Sleep Habits and Independence

    Sound Sleep Advice and a Halloween Plan

    957
    0

    Q: I gave in this summer and let my 3-year-old fall asleep on the couch most nights while watching her favorite movie. Any ideas for getting her back into her bed and sleeping at an appropriate hour?

    A: Have you ever noticed how 3-year-olds can become rigid, even obsessive, in the habits they attach to? Parents often find they’re afraid to deviate from what the child has attached to because the response from said 3-year-old tends to be loud and dramatic and persistent. Now that you realize this was not a good idea, let’s fix it.

    Because the child becomes extremely attached to specific ways of doing things, it’s best to be direct, avoiding transitional objects, and plans. In other words, go for it!

    Our fairness meter encourages us to modify a behavior like this gradually. But this age child knows only black and white. Gradual is gray. Three-year-olds don’t like gray. They get attached to it and then we change it again! So, jump in with both feet and put your seat belt on, because this age child transitions with a lot of emotion – not logic, not reason. Emotion.

    Together, select a day to return to her bed and regular bedtime ritual. Circle that date and plan what that ritual will be. Write your plan down so it looks very important. Anticipate your child will resist this when the evening arrives. This is because bedtime is almost always a challenging transition for a child. She must detach from you – her source of everything. You will help generate a calm environment for sleep when you offer your child the best of you and your complete attention for just a few moments during the bedtime ritual. Slow your pace, giving her time to adjust. Replace the movie with reading to her in her bed. You might want to use some white noise such as a fan in her room. Television helps many children fall asleep because the noise becomes the brain’s focus rather than the racing thoughts we have as we try to quiet ourselves. White noise can accomplish this as well.

    Now, be very clear in your expectation: “You must stay in your own bed.” You cannot make her go to sleep, so don’t try to control that. Allow her to have books and lovies in her bed that offer comfort and help quiet brain activity as she transitions to sleep. Park yourself outside her room. When you hear her feet hit the floor, immediately enter her room and calmly put her back in her bed without a word. How many times? As many as it takes.

    Lulling oneself to sleep is a skill of self-reliance. These are skills that encourage a sense of competence and confidence in a child. To you and I, falling asleep without help is just about the sleep. But to a child, this ability translates to self-reliance. And that is how self-confidence is born. Ample sleep that is the result of a consistent and healthy routine is critical to a child’s physical and psychological development.

    Q: My 12-year-old wants to go trick-or-treating with some friends in our neighborhood, but he does not want me tagging along. Just thinking about this makes me anxious. Is there a right age to allow this kind of thing? Am I wrong to worry?

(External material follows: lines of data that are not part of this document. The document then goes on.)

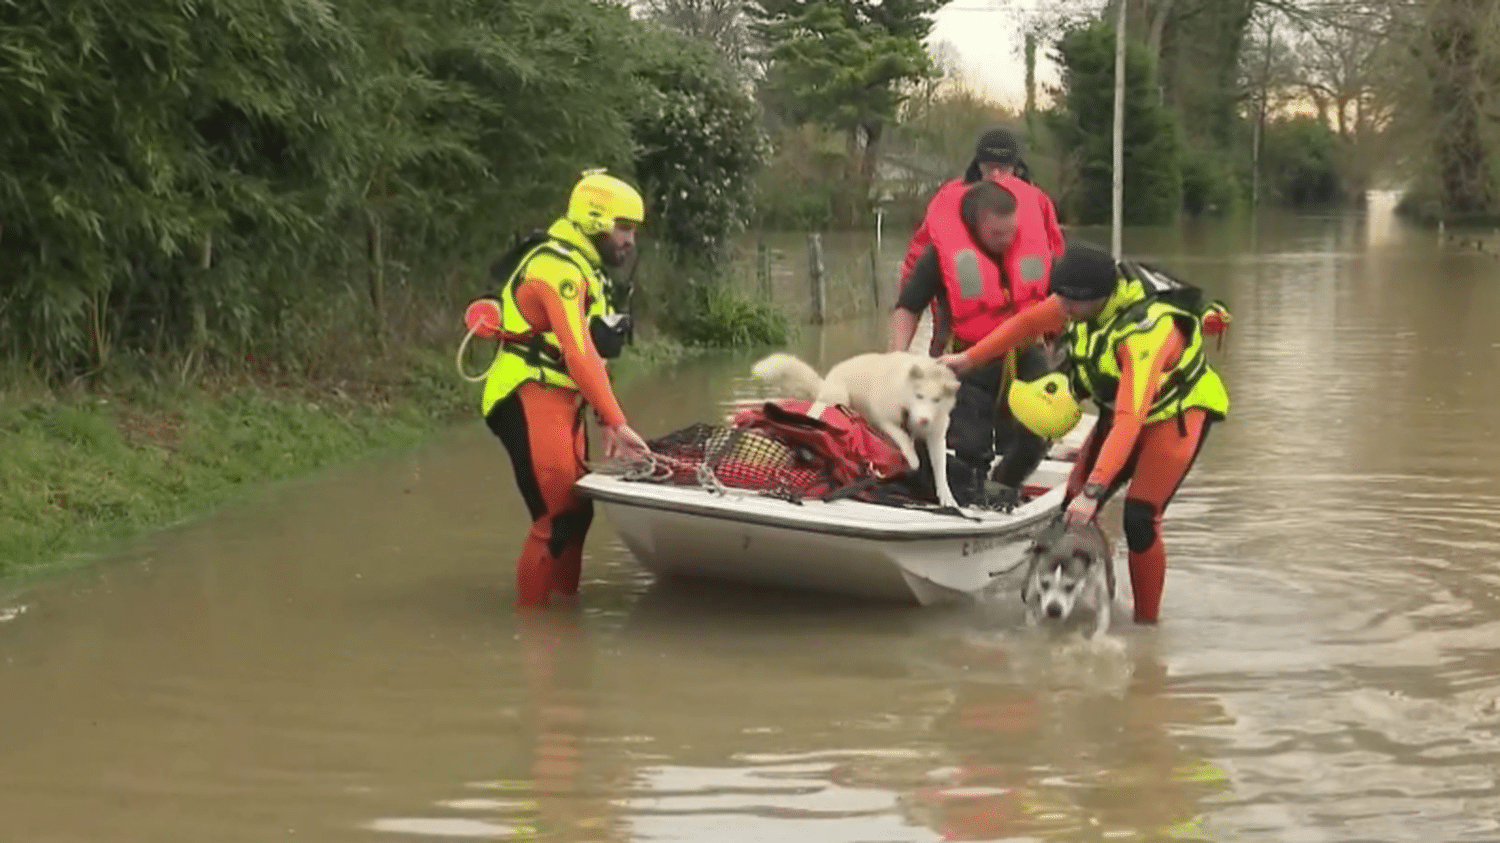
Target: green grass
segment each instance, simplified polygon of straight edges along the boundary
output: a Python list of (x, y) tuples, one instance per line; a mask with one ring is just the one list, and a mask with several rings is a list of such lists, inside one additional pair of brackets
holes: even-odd
[[(615, 366), (616, 383), (693, 353), (639, 344)], [(60, 394), (12, 378), (0, 391), (0, 577), (74, 567), (265, 484), (415, 447), (477, 417), (479, 387), (458, 378), (451, 353), (391, 368), (399, 374), (359, 394), (254, 379)]]

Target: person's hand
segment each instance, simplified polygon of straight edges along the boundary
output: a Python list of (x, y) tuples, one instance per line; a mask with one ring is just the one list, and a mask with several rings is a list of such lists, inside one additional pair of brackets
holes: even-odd
[(628, 424), (604, 429), (604, 458), (630, 462), (651, 453), (651, 446)]
[(1093, 498), (1079, 495), (1068, 504), (1067, 512), (1063, 513), (1063, 521), (1069, 527), (1081, 527), (1094, 520), (1099, 513), (1099, 502)]
[(974, 370), (974, 364), (963, 354), (944, 354), (938, 358), (938, 362), (953, 370), (953, 374), (963, 377)]

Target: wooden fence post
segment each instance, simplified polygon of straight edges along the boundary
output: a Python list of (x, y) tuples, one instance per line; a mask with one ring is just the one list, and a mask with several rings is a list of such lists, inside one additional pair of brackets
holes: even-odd
[(822, 325), (828, 312), (828, 285), (823, 273), (823, 235), (807, 235), (807, 270), (812, 284), (812, 323)]
[(755, 274), (756, 280), (760, 282), (760, 294), (766, 301), (772, 299), (771, 290), (771, 248), (766, 245), (766, 240), (761, 237), (755, 243)]

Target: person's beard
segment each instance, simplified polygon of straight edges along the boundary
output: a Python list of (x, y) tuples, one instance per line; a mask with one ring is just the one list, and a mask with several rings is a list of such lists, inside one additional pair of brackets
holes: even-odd
[(615, 241), (611, 240), (608, 234), (595, 234), (590, 239), (594, 241), (594, 248), (599, 252), (599, 260), (605, 266), (618, 269), (625, 265), (627, 253), (616, 247)]

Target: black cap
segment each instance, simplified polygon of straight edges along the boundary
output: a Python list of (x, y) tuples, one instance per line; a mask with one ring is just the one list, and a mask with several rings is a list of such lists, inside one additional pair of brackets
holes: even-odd
[(1051, 290), (1073, 301), (1102, 299), (1115, 290), (1115, 259), (1092, 243), (1069, 243), (1052, 265)]
[(1015, 164), (1021, 157), (1021, 142), (1009, 129), (988, 129), (974, 144), (974, 163)]
[(964, 171), (964, 181), (973, 184), (979, 181), (979, 162), (987, 164), (1009, 164), (1019, 173), (1026, 164), (1021, 160), (1021, 142), (1009, 129), (986, 130), (974, 143), (974, 160)]

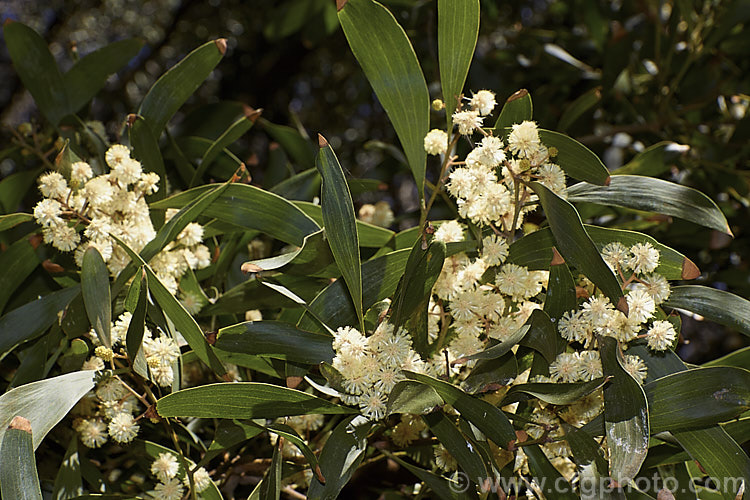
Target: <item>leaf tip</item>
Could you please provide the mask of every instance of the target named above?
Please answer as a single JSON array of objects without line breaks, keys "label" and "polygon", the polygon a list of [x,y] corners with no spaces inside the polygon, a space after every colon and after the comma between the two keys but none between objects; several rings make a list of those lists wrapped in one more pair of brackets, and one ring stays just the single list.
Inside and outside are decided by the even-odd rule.
[{"label": "leaf tip", "polygon": [[321,148],[328,147],[328,141],[321,134],[318,134],[318,146]]},{"label": "leaf tip", "polygon": [[28,419],[16,415],[13,420],[10,421],[8,429],[17,429],[19,431],[31,434],[31,422]]},{"label": "leaf tip", "polygon": [[138,119],[138,115],[135,113],[130,113],[126,119],[128,127],[132,127],[133,124],[135,124],[135,121]]},{"label": "leaf tip", "polygon": [[263,114],[263,108],[255,109],[254,107],[248,105],[243,106],[242,110],[245,113],[245,118],[253,123],[258,121],[260,115]]},{"label": "leaf tip", "polygon": [[303,380],[302,377],[297,377],[297,376],[287,377],[286,386],[290,389],[296,389],[302,383],[302,380]]},{"label": "leaf tip", "polygon": [[217,38],[214,40],[214,44],[216,45],[216,48],[219,49],[219,52],[221,52],[221,55],[227,53],[227,39],[226,38]]},{"label": "leaf tip", "polygon": [[326,477],[323,475],[323,471],[320,470],[320,465],[315,465],[315,477],[318,478],[318,481],[321,482],[321,484],[326,484]]},{"label": "leaf tip", "polygon": [[[344,3],[346,3],[346,2],[344,2]],[[10,24],[13,24],[13,23],[15,23],[15,22],[16,22],[16,21],[14,21],[13,19],[11,19],[11,18],[8,18],[8,19],[6,19],[5,21],[3,21],[3,26],[8,26],[8,25],[10,25]]]},{"label": "leaf tip", "polygon": [[65,271],[65,268],[63,266],[61,266],[60,264],[55,264],[49,259],[46,259],[44,262],[42,262],[42,267],[50,274],[59,274]]},{"label": "leaf tip", "polygon": [[336,12],[341,12],[349,0],[336,0]]},{"label": "leaf tip", "polygon": [[242,271],[245,274],[248,274],[248,273],[259,273],[259,272],[263,271],[263,268],[260,267],[257,264],[253,264],[252,262],[245,262],[240,267],[240,271]]},{"label": "leaf tip", "polygon": [[625,298],[625,296],[620,297],[620,299],[617,301],[617,309],[625,313],[625,316],[628,315],[630,308],[628,307],[628,300]]},{"label": "leaf tip", "polygon": [[698,269],[698,266],[695,265],[695,263],[685,257],[682,260],[682,276],[681,278],[684,280],[694,280],[698,276],[701,275],[701,270]]},{"label": "leaf tip", "polygon": [[608,175],[607,178],[604,180],[604,185],[609,186],[610,182],[612,182],[612,176]]},{"label": "leaf tip", "polygon": [[526,89],[517,90],[517,91],[513,92],[513,95],[511,95],[510,97],[508,97],[508,99],[506,100],[506,102],[513,102],[516,99],[523,99],[527,95],[529,95],[529,91],[528,90],[526,90]]},{"label": "leaf tip", "polygon": [[552,260],[550,261],[550,266],[559,266],[561,264],[565,264],[565,258],[560,255],[560,252],[557,251],[557,248],[552,247]]}]

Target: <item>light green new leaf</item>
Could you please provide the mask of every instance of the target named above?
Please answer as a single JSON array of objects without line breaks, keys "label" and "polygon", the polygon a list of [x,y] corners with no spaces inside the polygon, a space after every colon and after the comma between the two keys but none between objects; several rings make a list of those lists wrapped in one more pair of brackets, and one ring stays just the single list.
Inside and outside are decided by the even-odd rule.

    A: It is the job of a parent to be aware of the potential dangers inherent in their children’s activities. Sometimes, this awareness becomes worry. Awareness makes us smart; worry makes us anxious. And because children personalize everything, a parent’s anxiety is often experienced by the child as anger and distrust. So, while worry is natural, it is quite counter-productive. Be informed and use that information to assist your child through his evolving independence using education and planning, not fear.

    At the core of your question is the issue of the 12-year-old’s pull toward independence. At the center of this developmental instinct to separate from his parent’s authority is the tween’s need to be trusted to make some of his own decisions and to take healthy risks. Like any muscle that is not exercised, this child’s ability to problem-solve efficiently will atrophy unless he is allowed to try, fail, and try again. The key to helping this age child try something new and be successful is to communicate very clear expectations and physical boundaries. Writing down exactly where he may and may not venture is a visual reminder for a very visual learner. Actually walk through what you have planned together. This supports the experiential learner. Then follow up this experience with a time to evaluate.

    While there is no formula that would suggest a right age for experiences like this, there is a constellation of behaviors that would suggest your 12-year-old might be ready. A child who is predictable and consistent in his compliance and in managing his impulsivity is likely to be successful. And certainly, the child who is willing to hear his parent’s  concerns and collaborate with her in planning for a successful age-appropriate adventure would be demonstrating such readiness.